Thursday, July 31, 2024

Encounters at the End of the World


McMurdo Station, the Antarctic community that's home to the National Science Foundation forms the basis of this Werner Herzog documentary. A community of over 1000 they might as well live on the moon for all the isolation that surrounds them. As always, Herzog's droll yet existential delivery in voice-over narration adds its own mystical element to a film ripe with transcendent images.
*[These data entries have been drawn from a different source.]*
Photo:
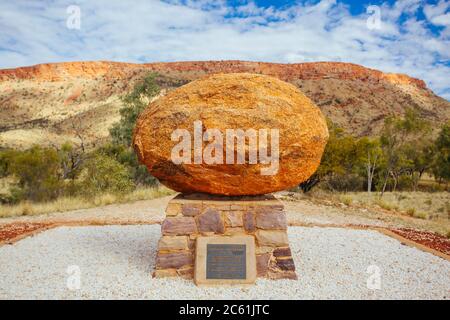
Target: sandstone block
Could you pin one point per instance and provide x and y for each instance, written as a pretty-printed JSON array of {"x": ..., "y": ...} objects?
[
  {"x": 179, "y": 226},
  {"x": 271, "y": 220},
  {"x": 173, "y": 260},
  {"x": 165, "y": 273},
  {"x": 233, "y": 218},
  {"x": 282, "y": 252},
  {"x": 262, "y": 264},
  {"x": 191, "y": 209},
  {"x": 211, "y": 221},
  {"x": 249, "y": 221},
  {"x": 173, "y": 209},
  {"x": 173, "y": 243},
  {"x": 272, "y": 238},
  {"x": 286, "y": 264}
]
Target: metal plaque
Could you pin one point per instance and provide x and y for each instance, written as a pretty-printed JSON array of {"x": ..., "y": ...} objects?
[{"x": 226, "y": 261}]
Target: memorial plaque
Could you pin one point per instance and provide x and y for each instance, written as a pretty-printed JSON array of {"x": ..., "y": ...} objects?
[{"x": 225, "y": 260}]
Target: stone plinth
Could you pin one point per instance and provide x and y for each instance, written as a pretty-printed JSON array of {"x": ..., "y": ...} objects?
[{"x": 191, "y": 216}]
"I haven't come here to make a film about penguins," remarks Herzog at least twice in the first ten minutes. And yet at about the halfway point the camera comes to rest on a group of the tuxedo clad webbed birds. It seems the penguins either go one way, to the feeding ground near a shoreline, or the other way to their habitat. One lone penguin skates to the ice of a different drum and waddles towards an mountainous shelf 70 kilometers away. It's a suicide mission of animal intent, no creature could survive. "Why?," Herzog emphatically asks. A scientist suggests that even if they retrieve the little guy, as soon as they return him to his lair he'll immediately turn around and march anew.
Other fantastical sights include various scientists explaining their research missions; the vocalizations of undersea creatures that literally sound like a combination of that song "Frankenstein" by the Edgar Winter Group and the more experimental phase of Pink Floyd, no kidding; and a training session for emergency situations in whiteout conditions where a group of people put buckets over their head and tether off and then try to find their way around camp. The underwater photographer will amaze you even more as we view creatures lost to time like weird starfish that look similar to monsters from an '80s John Carpenter movie. Not only are the divers well trained, each venture has its own built-in danger factor in lieu of the fact the scuba divers are constantly under thick ice.
All of the goings on are shadowed by shades of the naturally bizarre and polished by Herzog's unique perspective. Just as he did in Grizzly Man and other docus, Herzog tries to find the meaning in a life extraordinaire.